As I searched for peas, I walked by frozen french fries and other potato products and over an aisle and a half of pre-prepared, frozen meals and this does not include pizza or breakfast stuff. Long gone are the droves of stay at home mommies (and even daddies) who lovingly cook for their offspring. Gone are the days when children learned to make food from their parents instead of a high school class where "cooking" equals taking pre-cut cookies and placing them on a baking sheet and putting them in the oven for eight to ten minutes. Aisles upon aisles of frozen items, pizzas, microwaveable meals, breakfast "foods", desserts, breads. Its even hard now to find frozen vegetables that don't come in a microwave ready, "steamer package". (For more info on why you shouldn't expect anything nutritious to come from a microwave, see here)
I live a busy life. I have seven kids who, all but the littlest, are in school and involved in after school activities. I spend the majority of my week running kids to school or from school or sitting at a dance studio or at voice lessons or running errands or helping kids with homework. I am lucky right now to be staying at home with my kids. Its very tough financially to do this, but necessary because of my breast cancer-for more info see my other blog. Despite being a stay at home mom, I don't have tons of free time to make meals and yet my kids eat pre-processed and fast foods type foods probably twice a month at most. I make use of crockpots and soups/stews that take little time to prepare. I make meal plans for the week so I know what I'm doing ahead of time and I change my mind at the last minute if it turns out I'll only have 30 minutes to cook. Between taking kids to school and picking them up, I am usually only home for about 4 1/2 hours max during the week and dinner has to be ready for me to take at least part of it with me when I get kids from school since some of them go immediately to after-school activities (dance mostly). Our food has to hold up to being kept hot for awhile. It has to travel fairly well.
I manage to cook healthily and almost completely from scratch, for nine people (plus a little because leftovers are great the next day) on very limited time, an extremely limited budget and with a toddler at my feet or on my hip. It is completely worth the inconvenience to make sure my and my family's health are priority.
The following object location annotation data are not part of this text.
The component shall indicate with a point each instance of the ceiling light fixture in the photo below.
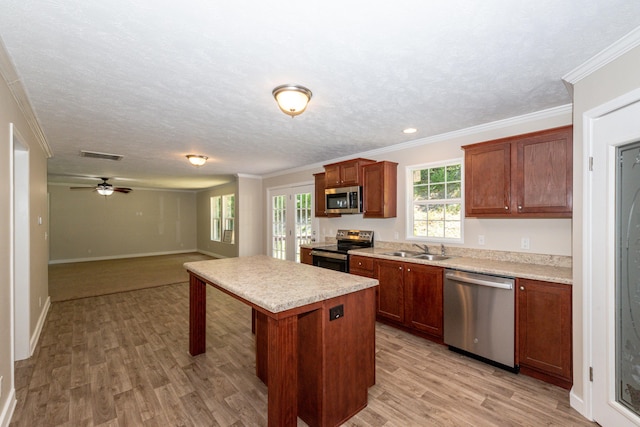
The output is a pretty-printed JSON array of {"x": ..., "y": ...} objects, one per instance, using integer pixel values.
[
  {"x": 104, "y": 189},
  {"x": 292, "y": 99},
  {"x": 197, "y": 160}
]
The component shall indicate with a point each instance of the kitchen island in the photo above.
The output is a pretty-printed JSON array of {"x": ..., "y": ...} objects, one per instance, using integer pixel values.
[{"x": 315, "y": 333}]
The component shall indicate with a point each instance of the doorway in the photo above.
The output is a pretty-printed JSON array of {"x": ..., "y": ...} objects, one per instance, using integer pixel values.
[
  {"x": 290, "y": 221},
  {"x": 611, "y": 261},
  {"x": 21, "y": 250}
]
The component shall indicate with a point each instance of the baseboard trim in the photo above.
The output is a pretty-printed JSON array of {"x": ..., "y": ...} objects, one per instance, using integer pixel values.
[
  {"x": 33, "y": 342},
  {"x": 123, "y": 256},
  {"x": 8, "y": 408}
]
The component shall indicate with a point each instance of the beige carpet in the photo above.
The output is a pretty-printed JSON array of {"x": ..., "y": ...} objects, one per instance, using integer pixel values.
[{"x": 92, "y": 278}]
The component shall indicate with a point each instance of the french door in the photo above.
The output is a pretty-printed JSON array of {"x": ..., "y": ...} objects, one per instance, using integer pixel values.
[
  {"x": 291, "y": 221},
  {"x": 612, "y": 262}
]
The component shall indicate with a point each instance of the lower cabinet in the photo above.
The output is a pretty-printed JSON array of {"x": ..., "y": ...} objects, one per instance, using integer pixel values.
[
  {"x": 410, "y": 295},
  {"x": 544, "y": 331},
  {"x": 305, "y": 256}
]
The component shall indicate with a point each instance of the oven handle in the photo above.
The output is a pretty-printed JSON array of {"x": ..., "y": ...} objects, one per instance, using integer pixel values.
[{"x": 332, "y": 255}]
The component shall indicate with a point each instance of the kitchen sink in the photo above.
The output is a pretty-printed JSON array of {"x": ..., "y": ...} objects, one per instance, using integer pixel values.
[
  {"x": 403, "y": 254},
  {"x": 431, "y": 257},
  {"x": 417, "y": 255}
]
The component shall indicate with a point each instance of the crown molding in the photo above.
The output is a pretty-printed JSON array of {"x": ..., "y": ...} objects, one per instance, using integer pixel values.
[
  {"x": 10, "y": 75},
  {"x": 613, "y": 52},
  {"x": 499, "y": 124}
]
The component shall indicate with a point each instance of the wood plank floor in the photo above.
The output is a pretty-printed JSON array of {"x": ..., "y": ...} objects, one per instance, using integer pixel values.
[{"x": 122, "y": 360}]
Apparently not all parents in America feel that their children's nutritional needs are worth it. Heaven forbid you might be inconvenienced by having to feed your kids something that someone else didn't make for them.
School lunches are crap, usually and yet kids eat them because their parents can't be inconvenienced enough to get up in the morning and make them something, or do it the night before, or here's a novel idea...teach the  kids how to make their own!
My fridge is full of fresh fruits, some cut, some whole, cooked pastas and rice (I cooked them), veggies that are easily placed into containers, salad fixings ready to go, boiled eggs and more. The cabinets are full of the small amount of pre-packaged foods I buy: canned salmon and beans, crackers (organic, thank you), fruit leathers and other dried fruits, cereals (no high sugar stuff here), dehydrated veggies and other similar things. Its very easy for all but my kindergartener to fix their own lunch without direction or help.
Good food is one of the best gifts you can give your child and its one that you should require yourself to give them. So get off your ass and cook something. If you don't know how, learn and teach your kids at the same time; that way, when you are out of the house, they can still eat healthfully without your help. Preparing meals for my children is an inconvenience with which I am glad to be stuck.